Schlafstörungen III

Störungen des Schlaf-wach-Rhythmus

Bei diesen Schlafstörungen weicht der Zeitpunkt des Schlafens von den „normalen“ Zeitgebern wie Helligkeit und Dunkelheit und den allgemein üblichen Schlafenszeiten ab. Die Ursachen sind zum Beispiel Nacht- und Schichtarbeit, Zeitzonenflüge oder auch der Hang zum Abend- oder Morgenmenschen. Die Schlafmedizin unterscheidet neben diesen extern verursachten Störungen drei weitere Formen:

  • Vorverlagerte Schlafphase.

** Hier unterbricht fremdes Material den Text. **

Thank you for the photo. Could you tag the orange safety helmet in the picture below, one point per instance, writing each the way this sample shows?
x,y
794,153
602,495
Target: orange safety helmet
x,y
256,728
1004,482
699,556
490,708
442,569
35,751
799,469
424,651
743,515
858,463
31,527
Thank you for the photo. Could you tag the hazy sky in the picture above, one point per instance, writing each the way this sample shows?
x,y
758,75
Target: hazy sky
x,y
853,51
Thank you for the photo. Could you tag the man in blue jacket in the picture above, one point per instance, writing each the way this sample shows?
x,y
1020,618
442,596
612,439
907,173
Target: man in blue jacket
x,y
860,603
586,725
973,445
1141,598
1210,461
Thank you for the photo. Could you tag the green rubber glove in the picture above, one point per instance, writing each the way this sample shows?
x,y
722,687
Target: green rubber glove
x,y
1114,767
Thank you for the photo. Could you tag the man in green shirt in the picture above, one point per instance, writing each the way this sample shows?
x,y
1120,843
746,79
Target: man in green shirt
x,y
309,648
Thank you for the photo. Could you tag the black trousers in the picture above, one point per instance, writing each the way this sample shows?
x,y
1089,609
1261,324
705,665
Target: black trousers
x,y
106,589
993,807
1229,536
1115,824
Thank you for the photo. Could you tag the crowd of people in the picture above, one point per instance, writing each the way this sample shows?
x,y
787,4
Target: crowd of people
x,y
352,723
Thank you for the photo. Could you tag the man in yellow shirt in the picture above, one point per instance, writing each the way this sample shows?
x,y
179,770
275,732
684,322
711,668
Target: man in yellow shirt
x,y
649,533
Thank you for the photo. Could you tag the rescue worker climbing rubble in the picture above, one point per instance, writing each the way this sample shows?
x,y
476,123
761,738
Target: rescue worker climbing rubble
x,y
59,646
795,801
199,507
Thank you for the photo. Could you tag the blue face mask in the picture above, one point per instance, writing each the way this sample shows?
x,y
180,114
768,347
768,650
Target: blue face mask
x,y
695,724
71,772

Betroffene haben das Bedürfnis abends sehr früh schlafen zu gehen. Ohne Koffein oder Nikotin können sie sich meist schon ab 19 oder 20 Uhr nicht mehr wach halten. Im Allgemeinen erwachen sie dann mitten in der Nacht und können nicht mehr einschlafen. Meist haben sie ausreichend Schlaf, fürchten aber dennoch unter einer Schlafstörung zu leiden. Fühlen sich Betroffene aber tagsüber ausgeruht und wohl, handelt es sich „nur“ um eine Schlafphasenverschiebung und wohl einen Extremtyp der „Lerche“. Zudem tritt diese Veränderung häufig im fortgeschrittenen Lebensalter auf, da sich dann der Rhythmus der inneren Uhr verkürzt.
  • Rückverlagerte Schlafphase. Betroffene werden erst sehr spät müde und schlafen oft nicht vor zwei, drei Uhr nachts ein. Müssen sie am Morgen zeitig aufstehen, sind sie extrem müde, weil sie dann mitten aus dem Schlaf gerissen werden. Von dieser Störung betroffen ist vor allem der Extremtyp der „Eule“.
  • Unregelmäßige Schlaf-wach-Muster. Betroffene liegen nachts oft stundenlang wach und sind tagsüber so müde, dass sie sich mehrere Male hinlegen und schlafen müssen. Dieser Schlaf ist aber weniger erholsam, da er in mehrere Episoden unterteilt ist. Betroffen sind vor allem ältere Menschen, die an Depressionen oder einer Demenz leiden, aber auch Menschen mit einem unregelmäßigen Lebensstil.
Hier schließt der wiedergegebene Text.